The transition from still photographer to cinematographer should be simple, right? Cinematography is just 24 still images per second.
That’s what Jeff Berlin thought when he started the process of expanding from successful fashion and editorial photographer, shooting internationally recognized talent in beautiful locations throughout the world to becoming a professional cinematographer.
But as he explains in this talk presented by B&H Photo, Berlin learned that the two jobs have quite a few differences, both in terms of the approach to the artistry and the specifics of the job description.
After presenting some of his work in fashion and celebrity portraiture, and his back story peppered with info about the six years he’d run off to plum assignments from his home bases in Paris or Milan, he talked about a number of the still photographers who provided him with references and inspiration in his work.
On the path to becoming any kind of visual artist, he says, “you develop and cultivate your sensibility, and you educate your eye.” In the world of stills, he developed a strong familiarity with such greats as Irving Penn, William Eggleston, Dorothea Lange and Richard Avedon.”
While those artists’ work will likely always inform Berlin’s, as a cinematographer, he says, you’ve got to “find your references.” He speaks about classics of cinematography such as Days of Heaven from director Terrence Malick and shot by Nestor Almendros and The Danish Girl, directed by Tom Hooper with cinematography by Danny Cohen — “It’s just a really, really lovely film,” he enthuses — or Mike Nichols’ The Graduate, for which Robert Surtees served as cinematographer. These and a number of others, he says, “have become touchstones.”
Cinematographer Steven Bernstein (Monster, directed by Patty Jenkins), “has been my mentor through a lot of this journey,” Berlin says, noting that the DP was among the first to explain to him some of the differences between the two skills.
Berlin says he comes “from a world where you’re looking to shoot the most beautiful images,” but while that is sometimes what directors are looking for it certainly isn’t always.
Now that he’s shot a number of different projects, he references a director’s treatment for a short film he shot. “‘I don’t like super sharp images. Ever.’ People talk so much about resolution and sharpness, but that isn’t necessarily what filmmakers want to tell their story.”
Berlin also touches on the different vocabulary in the two fields. “A tripod,” he says, “becomes ‘sticks. People don’t talk about the F-stop; they talk about the T-stop. There are [cinematography-specific] composition terms such as French Overs and “Dirty Overs.”
Not that it’s terribly challenging learning the new argot, but it can be interesting going from being a highly in-demand still photographer to having to learn some basic terminology to shoot motion pictures.

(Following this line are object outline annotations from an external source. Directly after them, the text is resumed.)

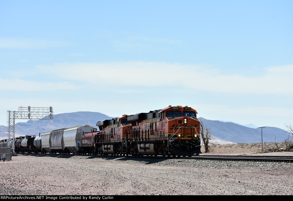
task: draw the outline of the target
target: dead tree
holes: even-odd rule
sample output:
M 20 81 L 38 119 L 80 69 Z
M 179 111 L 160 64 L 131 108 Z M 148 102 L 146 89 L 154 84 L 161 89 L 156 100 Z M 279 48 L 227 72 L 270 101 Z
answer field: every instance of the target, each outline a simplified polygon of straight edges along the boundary
M 285 124 L 285 126 L 287 127 L 286 131 L 288 135 L 288 137 L 283 141 L 282 145 L 285 151 L 292 151 L 293 150 L 293 126 L 291 124 Z
M 205 147 L 205 152 L 209 153 L 211 148 L 210 145 L 212 143 L 210 141 L 213 138 L 210 129 L 207 125 L 204 125 L 202 121 L 200 122 L 200 135 L 202 138 L 202 142 Z

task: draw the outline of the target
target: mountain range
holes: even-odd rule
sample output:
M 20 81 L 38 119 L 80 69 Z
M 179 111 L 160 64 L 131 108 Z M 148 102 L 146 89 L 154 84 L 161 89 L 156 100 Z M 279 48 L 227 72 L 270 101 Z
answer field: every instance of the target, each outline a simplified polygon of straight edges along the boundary
M 15 125 L 16 137 L 26 135 L 39 134 L 46 131 L 79 125 L 89 125 L 94 127 L 100 121 L 111 119 L 113 117 L 99 112 L 80 111 L 54 115 L 52 120 L 29 120 Z M 209 128 L 214 138 L 212 142 L 224 144 L 251 143 L 262 142 L 261 129 L 250 128 L 231 122 L 199 118 L 204 125 Z M 249 125 L 253 126 L 253 124 Z M 286 131 L 280 128 L 265 126 L 263 129 L 263 142 L 280 142 L 288 137 Z M 98 130 L 98 128 L 97 128 Z M 0 126 L 0 139 L 6 139 L 6 127 Z

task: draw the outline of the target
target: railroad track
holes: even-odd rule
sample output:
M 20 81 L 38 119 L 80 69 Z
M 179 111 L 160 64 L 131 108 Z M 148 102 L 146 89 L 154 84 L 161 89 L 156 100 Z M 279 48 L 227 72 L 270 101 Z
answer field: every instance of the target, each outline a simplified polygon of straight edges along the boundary
M 130 159 L 132 158 L 156 158 L 168 159 L 198 159 L 198 160 L 221 160 L 221 161 L 244 161 L 251 162 L 293 162 L 293 157 L 288 157 L 287 156 L 193 156 L 191 157 L 163 157 L 161 156 L 133 156 L 129 155 L 127 156 L 119 155 L 95 155 L 88 154 L 35 154 L 28 153 L 17 153 L 16 154 L 17 155 L 26 154 L 27 155 L 32 155 L 39 156 L 42 155 L 43 156 L 48 156 L 59 157 L 60 158 L 69 158 L 74 156 L 80 156 L 88 157 L 91 158 L 93 157 L 115 157 L 121 158 L 121 157 L 126 157 Z

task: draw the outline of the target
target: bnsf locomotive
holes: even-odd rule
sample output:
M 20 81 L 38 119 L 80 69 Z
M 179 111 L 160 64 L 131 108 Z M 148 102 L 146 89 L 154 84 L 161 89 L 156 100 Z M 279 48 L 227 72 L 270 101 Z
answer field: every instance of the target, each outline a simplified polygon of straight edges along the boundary
M 81 126 L 44 133 L 41 139 L 36 138 L 39 143 L 30 143 L 25 149 L 43 153 L 197 155 L 201 153 L 201 142 L 197 114 L 189 107 L 170 105 L 149 112 L 124 115 L 98 122 L 96 126 L 99 131 Z M 23 152 L 25 145 L 20 144 L 20 149 L 16 150 Z
M 125 155 L 198 155 L 201 141 L 197 113 L 189 107 L 170 105 L 98 122 L 95 152 Z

Of course, cameras are an indispensable part of either profession and Fassbinder goes into some depth about his findings as a cinematographer seeking “the best camera for the mission.”
The very top tier of motion picture camera is perfect for situations where something costing many tens of thousands of dollars and requiring a certain size crew to just to move it around and ensure its smooth operation. But there are some cameras costing only a few thousand dollars that can be perfect for shoots requiring a smaller crew and more modest footprint. Often, he points out, a number of features and TV productions mix and match.
Berlin speaks in terms of the Sony gear he uses, but the underlying concepts can easily be transposed to equipment from other major manufacturers.
He speaks about the image quality, from sensor to encoding, of his Venice 2, which completely “kitted out” runs about 90 grand, and the FX series (3, 6 and 9), the cheapest of which costs about $4000.
Berlin also talks about dual base ISO, which many Sony cameras (as well as Panasonic and others offer) have, which can allow for extreme low-light shooting and day exterior cinematography without the most of quality sacrifices involved in the traditional approach to exposure index, which has generally pumped the gain way up to enable really low-light shooting.
And he goes into the importance of ND (neutral density) filters as a way of controlling exposure in brightly lit conditions without having to change T-stop (and thus alter the depth of field) or ISO setting. (Sony cameras’ built-in ND filters do offer a convenience some competitors do not).
In sum, he says, it’s comparatively easy to be a solo still photographer. “When you’re in a studio doing a campaign, you have your crew, you have your hair, your makeup, your stylist, your assistant…I would sometimes have three assistants, depending on the kind of job that I was doing.
“But filmmaking is always a team sport. The still photographer is the director, the DP and the gaffer. On a film set, everyone has their own role.”
Furthermore, “as a still photographer, you really want to have a style that identifies you, that that individualizes you and gives … an identity to your work. A cinematographer really shouldn’t have a style; you are there to support the vision of the director.”